Well, yes and no. If you’re picturing a steaming chip pile tucked behind the barn in August, that’s one thing. But laid flat as a mulch layer, the dynamics are completely different. Wood chips act like insulation, not a heater.
- They buffer temperature swings, keeping roots cooler on hot days and warmer on cold ones
- They slow evaporation, which means we water less and still retain moisture near the root zone
- They build a fungal network by breaking down slowly over time
- And they serve as an invitation for worms, beetles, and fungi—the living workforce of our soils

How We Observe the Difference on the Farm
When we start new garden beds, we lay down cardboard to suppress weeds, then cover it with partially composted deep bedding from the chicken coop—primarily wood chips loaded with nitrogen-rich manure and well on their way to becoming compost.
Each year, when we clean out the coop, we add another layer to those beds. And when spring rolls around? We dig in—and the soil feels like it’s breathing.
It’s alive.
We find worms by the handful.
Moisture clings to the soil long after a rain.
The structure is soft, fluffy, and full of promise.
And the surface? Never cracked. Never crusted. Never bare.
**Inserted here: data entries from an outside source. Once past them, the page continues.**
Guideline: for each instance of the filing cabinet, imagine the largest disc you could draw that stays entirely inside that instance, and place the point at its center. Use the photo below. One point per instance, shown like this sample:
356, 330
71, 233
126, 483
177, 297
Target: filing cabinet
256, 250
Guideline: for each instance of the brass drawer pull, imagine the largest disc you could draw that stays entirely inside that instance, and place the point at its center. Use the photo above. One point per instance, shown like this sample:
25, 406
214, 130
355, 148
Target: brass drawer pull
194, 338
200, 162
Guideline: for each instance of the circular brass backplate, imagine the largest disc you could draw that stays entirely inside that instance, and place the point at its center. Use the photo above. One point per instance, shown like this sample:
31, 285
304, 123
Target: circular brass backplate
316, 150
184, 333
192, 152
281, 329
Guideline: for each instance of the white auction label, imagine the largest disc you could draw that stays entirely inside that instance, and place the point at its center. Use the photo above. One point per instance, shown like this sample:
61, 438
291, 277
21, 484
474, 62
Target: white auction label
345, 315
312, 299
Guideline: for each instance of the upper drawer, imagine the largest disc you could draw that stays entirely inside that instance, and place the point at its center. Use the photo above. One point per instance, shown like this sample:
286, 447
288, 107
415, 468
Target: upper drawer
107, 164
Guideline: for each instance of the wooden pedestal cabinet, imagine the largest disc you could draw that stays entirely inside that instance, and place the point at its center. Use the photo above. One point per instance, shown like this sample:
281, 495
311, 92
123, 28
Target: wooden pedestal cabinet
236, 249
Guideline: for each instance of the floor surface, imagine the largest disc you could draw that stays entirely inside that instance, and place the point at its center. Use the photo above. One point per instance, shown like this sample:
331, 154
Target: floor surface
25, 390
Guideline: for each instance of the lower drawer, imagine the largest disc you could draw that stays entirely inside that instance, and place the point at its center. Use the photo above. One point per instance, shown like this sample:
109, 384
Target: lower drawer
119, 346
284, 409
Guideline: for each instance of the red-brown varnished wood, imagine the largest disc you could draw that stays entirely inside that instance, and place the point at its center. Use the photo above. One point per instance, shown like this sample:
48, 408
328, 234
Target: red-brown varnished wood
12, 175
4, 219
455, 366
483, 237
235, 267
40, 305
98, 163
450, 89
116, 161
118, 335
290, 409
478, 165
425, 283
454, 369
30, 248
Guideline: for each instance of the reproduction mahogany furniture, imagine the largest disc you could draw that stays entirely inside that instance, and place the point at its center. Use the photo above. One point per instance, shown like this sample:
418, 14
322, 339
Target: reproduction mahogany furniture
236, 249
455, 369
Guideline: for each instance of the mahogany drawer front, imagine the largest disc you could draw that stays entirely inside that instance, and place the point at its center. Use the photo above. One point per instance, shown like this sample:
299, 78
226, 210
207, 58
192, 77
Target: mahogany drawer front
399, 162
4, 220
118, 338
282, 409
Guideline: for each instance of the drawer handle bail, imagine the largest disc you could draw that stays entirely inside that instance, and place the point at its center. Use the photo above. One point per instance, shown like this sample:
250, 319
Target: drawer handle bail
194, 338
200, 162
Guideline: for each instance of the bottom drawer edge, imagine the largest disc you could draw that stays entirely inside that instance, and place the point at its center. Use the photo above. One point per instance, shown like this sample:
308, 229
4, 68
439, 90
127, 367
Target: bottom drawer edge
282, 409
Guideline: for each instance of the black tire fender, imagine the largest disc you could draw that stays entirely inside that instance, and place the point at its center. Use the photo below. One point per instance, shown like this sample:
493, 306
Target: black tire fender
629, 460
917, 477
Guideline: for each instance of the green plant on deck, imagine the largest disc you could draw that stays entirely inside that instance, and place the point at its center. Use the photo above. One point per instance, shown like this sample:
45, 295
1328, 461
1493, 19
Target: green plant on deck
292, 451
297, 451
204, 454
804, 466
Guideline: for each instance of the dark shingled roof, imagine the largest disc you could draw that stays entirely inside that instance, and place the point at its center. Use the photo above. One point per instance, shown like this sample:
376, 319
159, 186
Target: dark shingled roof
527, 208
Final Thought: Climate Starts at the Ground Level
That four-degree difference I saw while driving wasn’t just a number—it was a climate signal. It told me where the ground was functioning as a living sponge… and where it was acting more like a stovetop.
So whether it’s a tomato bed, a back pasture, a forest edge, or a city boulevard—cover your soil. Plant something. Mulch it. Let biology return.
Because when the ground stays cool, the ecosystem stays calm—and the farm, the community, and the planet all stand a better chance at thriving.